ECLI:NL:RBAMS:2023:8267

Rechtbank Amsterdam

Datum uitspraak
6 december 2023
Publicatiedatum
19 december 2023
Zaaknummer
C/13/730679 / HA ZA 23-209
Instantie
Rechtbank Amsterdam
Type
Uitspraak
Procedures
  • Tussenuitspraak
Rechters
Vindplaatsen
  • Rechtspraak.nl
AI samenvatting door LexboostAutomatisch gegenereerd

Tussenvonnis inzake ongerechtvaardigde verrijking en schadevergoeding na investering in Galliata Holding B.V.

In deze zaak heeft de Rechtbank Amsterdam op 6 december 2023 een tussenvonnis gewezen in een geschil tussen Berange Holding B.V. en Sparhoeve Holding B.V. Berange, eiseres, vordert een schadevergoeding van Sparhoeve, gedaagde, naar aanleiding van een gezamenlijke investering in Galliata Holding B.V. in 2009. Berange stelt recht te hebben op een deel van de opbrengst van de verkoop van Galliata, die in 2021 voor € 9 miljoen is verkocht. Sparhoeve betwist de vordering en stelt dat Berange haar aandeel in Galliata in 2010 heeft prijsgegeven.

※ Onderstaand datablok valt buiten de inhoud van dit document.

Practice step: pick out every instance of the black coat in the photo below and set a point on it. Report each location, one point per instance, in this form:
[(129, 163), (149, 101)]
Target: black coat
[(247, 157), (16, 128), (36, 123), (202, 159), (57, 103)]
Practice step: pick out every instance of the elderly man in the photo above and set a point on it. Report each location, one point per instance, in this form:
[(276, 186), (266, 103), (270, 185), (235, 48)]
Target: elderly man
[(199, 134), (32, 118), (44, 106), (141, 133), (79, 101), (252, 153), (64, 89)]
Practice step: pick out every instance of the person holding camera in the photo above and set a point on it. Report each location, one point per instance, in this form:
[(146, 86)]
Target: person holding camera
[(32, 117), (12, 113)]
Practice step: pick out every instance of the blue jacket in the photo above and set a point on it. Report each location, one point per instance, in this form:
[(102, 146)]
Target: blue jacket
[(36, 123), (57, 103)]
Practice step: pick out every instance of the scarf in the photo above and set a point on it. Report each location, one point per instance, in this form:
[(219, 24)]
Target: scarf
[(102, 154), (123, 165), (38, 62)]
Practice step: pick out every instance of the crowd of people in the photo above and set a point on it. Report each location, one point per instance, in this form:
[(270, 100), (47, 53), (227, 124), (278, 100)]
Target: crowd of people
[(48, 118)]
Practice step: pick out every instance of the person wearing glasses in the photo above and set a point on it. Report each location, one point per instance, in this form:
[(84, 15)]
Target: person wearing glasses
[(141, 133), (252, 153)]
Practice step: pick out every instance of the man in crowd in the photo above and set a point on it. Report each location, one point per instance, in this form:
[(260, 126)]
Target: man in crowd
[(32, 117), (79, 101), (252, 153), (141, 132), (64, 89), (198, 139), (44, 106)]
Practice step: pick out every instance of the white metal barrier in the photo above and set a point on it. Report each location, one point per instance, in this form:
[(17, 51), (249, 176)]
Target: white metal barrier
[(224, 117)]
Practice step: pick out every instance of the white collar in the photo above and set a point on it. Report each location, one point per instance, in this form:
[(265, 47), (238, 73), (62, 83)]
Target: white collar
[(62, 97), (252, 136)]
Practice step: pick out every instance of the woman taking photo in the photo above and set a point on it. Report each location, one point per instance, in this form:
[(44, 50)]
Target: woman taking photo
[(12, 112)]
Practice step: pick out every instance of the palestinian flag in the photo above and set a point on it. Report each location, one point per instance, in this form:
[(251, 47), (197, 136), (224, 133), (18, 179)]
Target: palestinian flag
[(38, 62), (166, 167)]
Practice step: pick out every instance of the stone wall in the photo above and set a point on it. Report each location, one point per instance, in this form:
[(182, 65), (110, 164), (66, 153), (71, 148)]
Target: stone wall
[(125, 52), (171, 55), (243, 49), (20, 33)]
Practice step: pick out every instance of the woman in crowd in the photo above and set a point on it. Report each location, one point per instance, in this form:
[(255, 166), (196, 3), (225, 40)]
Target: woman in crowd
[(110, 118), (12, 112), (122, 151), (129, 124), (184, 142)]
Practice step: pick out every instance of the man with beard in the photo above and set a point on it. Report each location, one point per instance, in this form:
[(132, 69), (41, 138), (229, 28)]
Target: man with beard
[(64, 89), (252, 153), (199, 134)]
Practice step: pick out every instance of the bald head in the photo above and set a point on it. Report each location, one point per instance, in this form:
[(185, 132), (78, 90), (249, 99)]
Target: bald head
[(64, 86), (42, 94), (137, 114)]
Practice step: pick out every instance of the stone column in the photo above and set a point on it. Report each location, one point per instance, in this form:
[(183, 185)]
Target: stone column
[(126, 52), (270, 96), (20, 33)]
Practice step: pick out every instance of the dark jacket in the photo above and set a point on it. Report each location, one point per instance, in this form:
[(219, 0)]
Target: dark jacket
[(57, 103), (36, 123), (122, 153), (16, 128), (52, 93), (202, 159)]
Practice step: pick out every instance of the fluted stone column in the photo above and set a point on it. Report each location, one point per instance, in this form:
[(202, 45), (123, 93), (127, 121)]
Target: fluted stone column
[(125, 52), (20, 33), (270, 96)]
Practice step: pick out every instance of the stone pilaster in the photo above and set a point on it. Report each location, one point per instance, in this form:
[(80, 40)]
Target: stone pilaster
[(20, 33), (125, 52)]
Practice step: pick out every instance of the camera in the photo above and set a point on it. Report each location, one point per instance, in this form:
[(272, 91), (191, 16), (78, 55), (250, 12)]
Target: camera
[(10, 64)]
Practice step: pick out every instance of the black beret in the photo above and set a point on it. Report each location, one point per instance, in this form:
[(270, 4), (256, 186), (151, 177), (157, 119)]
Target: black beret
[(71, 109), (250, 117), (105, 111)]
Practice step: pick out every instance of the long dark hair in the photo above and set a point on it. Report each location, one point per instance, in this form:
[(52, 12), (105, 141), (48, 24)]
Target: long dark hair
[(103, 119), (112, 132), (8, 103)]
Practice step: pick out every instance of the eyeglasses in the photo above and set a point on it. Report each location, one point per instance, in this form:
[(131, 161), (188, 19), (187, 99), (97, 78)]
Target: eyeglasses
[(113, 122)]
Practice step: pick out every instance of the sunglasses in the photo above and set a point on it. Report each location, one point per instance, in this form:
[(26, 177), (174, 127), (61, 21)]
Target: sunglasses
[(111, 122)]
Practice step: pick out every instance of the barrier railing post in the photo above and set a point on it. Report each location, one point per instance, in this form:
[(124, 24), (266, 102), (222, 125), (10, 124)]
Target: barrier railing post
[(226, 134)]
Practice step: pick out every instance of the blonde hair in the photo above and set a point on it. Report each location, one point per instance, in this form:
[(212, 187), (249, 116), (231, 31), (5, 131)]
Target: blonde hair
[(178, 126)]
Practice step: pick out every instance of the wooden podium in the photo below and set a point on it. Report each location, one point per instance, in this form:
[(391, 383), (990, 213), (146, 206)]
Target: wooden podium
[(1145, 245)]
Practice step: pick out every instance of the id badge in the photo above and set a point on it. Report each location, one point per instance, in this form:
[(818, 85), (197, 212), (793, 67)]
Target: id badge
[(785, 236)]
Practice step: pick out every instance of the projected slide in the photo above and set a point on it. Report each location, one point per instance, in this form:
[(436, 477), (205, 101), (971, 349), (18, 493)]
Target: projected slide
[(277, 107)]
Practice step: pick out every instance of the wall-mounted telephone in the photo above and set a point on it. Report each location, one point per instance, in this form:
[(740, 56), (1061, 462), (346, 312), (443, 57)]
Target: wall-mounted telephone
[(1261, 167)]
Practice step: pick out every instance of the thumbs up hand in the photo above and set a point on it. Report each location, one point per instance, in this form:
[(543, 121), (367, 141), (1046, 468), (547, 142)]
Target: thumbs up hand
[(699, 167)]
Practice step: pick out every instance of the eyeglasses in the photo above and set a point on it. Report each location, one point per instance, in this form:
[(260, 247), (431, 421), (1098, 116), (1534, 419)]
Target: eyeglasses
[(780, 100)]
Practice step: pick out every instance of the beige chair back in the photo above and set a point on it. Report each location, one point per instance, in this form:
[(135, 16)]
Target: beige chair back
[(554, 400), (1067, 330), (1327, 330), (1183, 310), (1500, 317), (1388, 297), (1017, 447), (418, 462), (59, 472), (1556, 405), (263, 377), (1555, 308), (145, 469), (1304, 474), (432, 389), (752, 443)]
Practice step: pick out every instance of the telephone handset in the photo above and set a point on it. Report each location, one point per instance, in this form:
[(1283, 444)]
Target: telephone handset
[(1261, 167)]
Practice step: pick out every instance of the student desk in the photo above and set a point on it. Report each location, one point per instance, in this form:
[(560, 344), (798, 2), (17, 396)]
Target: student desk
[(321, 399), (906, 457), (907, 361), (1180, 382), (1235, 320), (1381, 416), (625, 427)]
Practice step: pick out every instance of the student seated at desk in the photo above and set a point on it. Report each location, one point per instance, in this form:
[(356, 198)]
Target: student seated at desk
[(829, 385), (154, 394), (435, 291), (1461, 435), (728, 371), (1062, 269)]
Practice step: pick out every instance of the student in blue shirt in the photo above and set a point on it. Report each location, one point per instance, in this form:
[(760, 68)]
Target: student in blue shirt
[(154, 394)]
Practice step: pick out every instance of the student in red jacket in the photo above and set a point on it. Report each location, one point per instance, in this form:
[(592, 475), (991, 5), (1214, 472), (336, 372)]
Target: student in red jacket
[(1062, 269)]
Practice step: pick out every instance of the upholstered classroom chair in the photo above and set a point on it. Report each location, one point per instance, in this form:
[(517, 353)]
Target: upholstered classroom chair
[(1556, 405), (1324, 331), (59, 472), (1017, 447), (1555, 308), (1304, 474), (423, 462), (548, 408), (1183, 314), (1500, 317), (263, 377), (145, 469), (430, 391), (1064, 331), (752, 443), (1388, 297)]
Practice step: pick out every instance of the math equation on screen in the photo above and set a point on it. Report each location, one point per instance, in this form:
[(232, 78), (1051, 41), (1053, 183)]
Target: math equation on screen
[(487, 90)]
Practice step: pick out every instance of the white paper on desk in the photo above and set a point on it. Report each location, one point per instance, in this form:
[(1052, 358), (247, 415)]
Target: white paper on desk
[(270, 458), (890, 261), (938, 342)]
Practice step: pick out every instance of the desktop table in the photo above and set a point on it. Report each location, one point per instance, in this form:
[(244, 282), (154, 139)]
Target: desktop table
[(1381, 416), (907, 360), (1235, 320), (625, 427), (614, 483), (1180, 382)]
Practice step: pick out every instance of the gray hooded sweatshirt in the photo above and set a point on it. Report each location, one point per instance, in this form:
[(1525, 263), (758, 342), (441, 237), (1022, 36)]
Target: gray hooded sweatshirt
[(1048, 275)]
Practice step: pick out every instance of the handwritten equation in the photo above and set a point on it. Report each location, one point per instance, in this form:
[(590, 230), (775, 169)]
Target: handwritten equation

De rechtbank heeft vastgesteld dat Berange via een stichting administratiekantoor (SCC) investeerder is in Galliata en dat zij als certificaathouder recht heeft op een deel van de opbrengst. De rechtbank oordeelt dat Sparhoeve ongerechtvaardigd is verrijkt ten koste van Berange, omdat de opbrengst van Galliata rechtstreeks aan de andere investeerders is uitgekeerd zonder dat Berange een deel heeft ontvangen. De rechtbank heeft de vordering van Berange in beginsel toegewezen, maar de hoogte van de schadevergoeding moet nog worden vastgesteld. Partijen zijn in de gelegenheid gesteld om zich uit te laten over de hoogte van de schadevergoeding.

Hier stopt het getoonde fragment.